Berkshire Hathaway recently released Warren Buffett’s annual letter to shareholders and it is required reading if you have any interest in investing, stocks, money, folksy wisdom, talking lizards, or deeply discounted furniture. Really, just do yourself a favor and read the letter.
This month’s Tip From the Pro on our Scorecard is from the letter: “For 240 years it’s been a terrible mistake to bet against America, and now is no time to start.” The timing of his pro-America statement is intentional as we get deeper into an election year where the candidates are all working to convince us how awful things are and the only solution is to elect them.
Here are a few other quotes from recent letters that are especially relevant to those who take investing seriously.
“The goal of the non-professional should not be to pick winners – neither he nor his “helpers” can do that – but should rather be to own a cross-section of businesses that in aggregate are bound to do well. A low-cost S&P 500 index fund will achieve this goal.”

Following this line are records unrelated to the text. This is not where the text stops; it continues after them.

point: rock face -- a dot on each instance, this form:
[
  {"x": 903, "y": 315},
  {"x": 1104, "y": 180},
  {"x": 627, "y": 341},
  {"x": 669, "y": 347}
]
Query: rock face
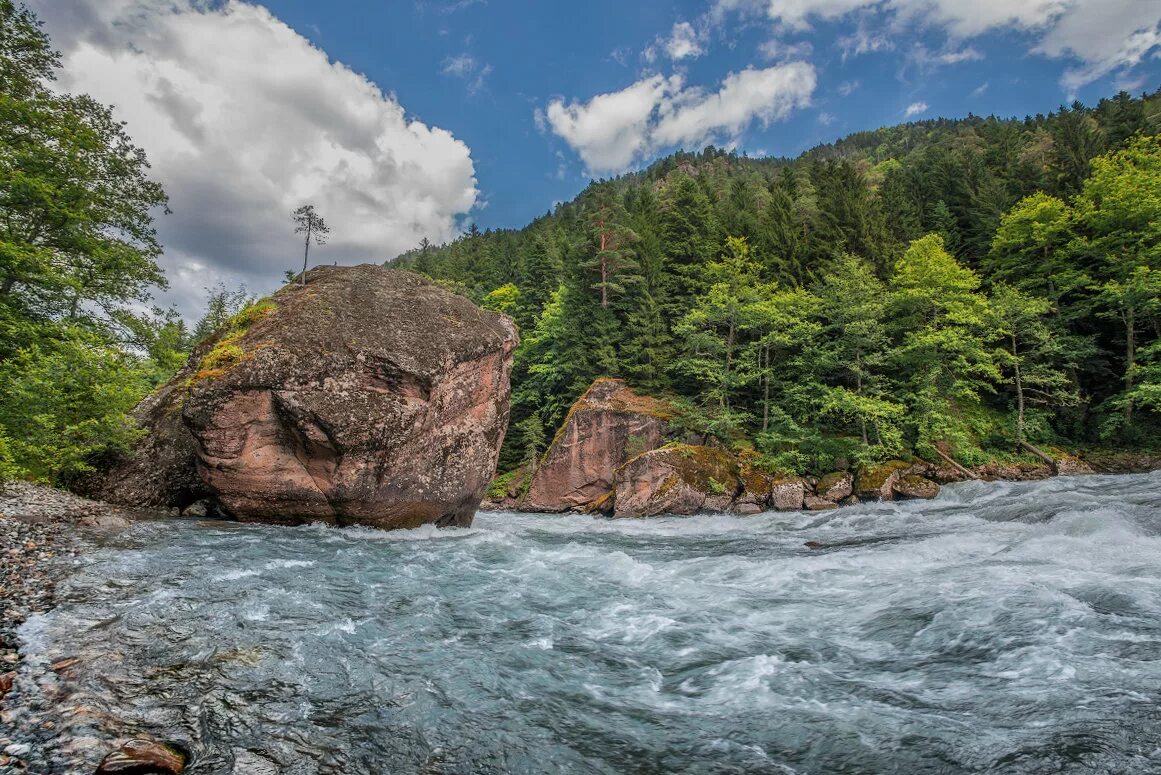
[
  {"x": 915, "y": 486},
  {"x": 369, "y": 396},
  {"x": 144, "y": 758},
  {"x": 878, "y": 482},
  {"x": 606, "y": 427},
  {"x": 676, "y": 479}
]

“Nevertheless, both individuals and institutions will constantly be urged to be active by those who profit from giving advice or effecting transactions. The resulting frictional costs can be huge and, for investors in aggregate, devoid of benefit. So ignore the chatter, keep your costs minimal, and invest in stocks as you would in a farm.
“My money, I should add, is where my mouth is: What I advise here is essentially identical to certain instructions I’ve laid out in my will.” … “My advice to the trustee could not be more simple: Put 10% of the cash in short-term government bonds and 90% in a very low-cost S&P 500 index fund. (I suggest Vanguard’s.) I believe the trust’s long-term results from this policy will be superior to those attained by most investors – whether pension funds, institutions or individuals – who employ high-fee managers.”

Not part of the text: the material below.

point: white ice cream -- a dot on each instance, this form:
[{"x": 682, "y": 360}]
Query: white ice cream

“Investors, of course, can, by their own behavior, make stock ownership highly risky. And many do. Active trading, attempts to “time” market movements, inadequate diversification, the payment of high and unnecessary fees to managers and advisors, and the use of borrowed money can destroy the decent returns that a life-long owner of equities would otherwise enjoy.”

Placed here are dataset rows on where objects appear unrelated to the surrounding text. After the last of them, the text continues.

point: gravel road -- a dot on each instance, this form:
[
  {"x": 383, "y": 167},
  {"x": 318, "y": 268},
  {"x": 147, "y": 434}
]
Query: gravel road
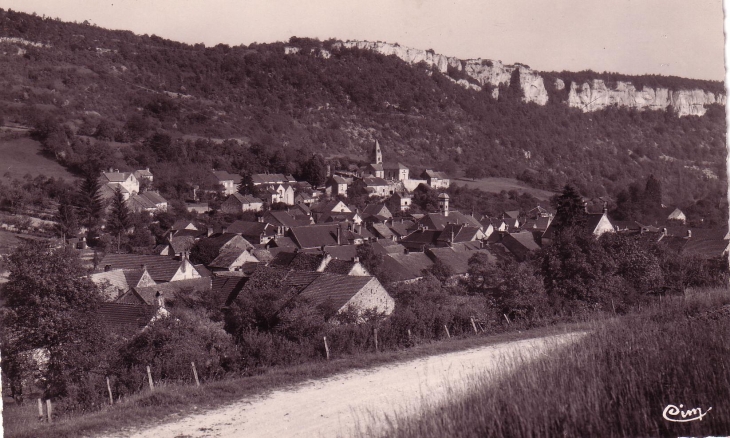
[{"x": 341, "y": 404}]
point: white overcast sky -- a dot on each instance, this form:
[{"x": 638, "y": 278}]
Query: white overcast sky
[{"x": 669, "y": 37}]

“There are a few investment managers, of course, who are very good – though in the short run, it’s difficult to determine whether a great record is due to luck or talent. Most advisors, however, are far better at generating high fees than they are at generating high returns. In truth, their core competence is salesmanship.”
Warren Buffett is lauded in investment circles because of his track record of success, but he has had his doubters. During the tech bubble, Buffett did not buy in to the hype of internet stocks. In the depths of the financial crisis, he wrote an editorial in the New York Times saying to buy American. Both times people wondered whether he had finally lost his touch. Both times Buffett came out looking like a genius.
Buffett says it does not pay to bet against America. What about betting against Buffett? A hedge fund manager from Protégé Partners did just that in 2008 after Uncle Warren threw down the gauntlet saying the S&P 500 would beat hedge funds over the next 10 years. With two years to go, the S&P 500 is up 65.7% while the hedge funds are up 21.9%.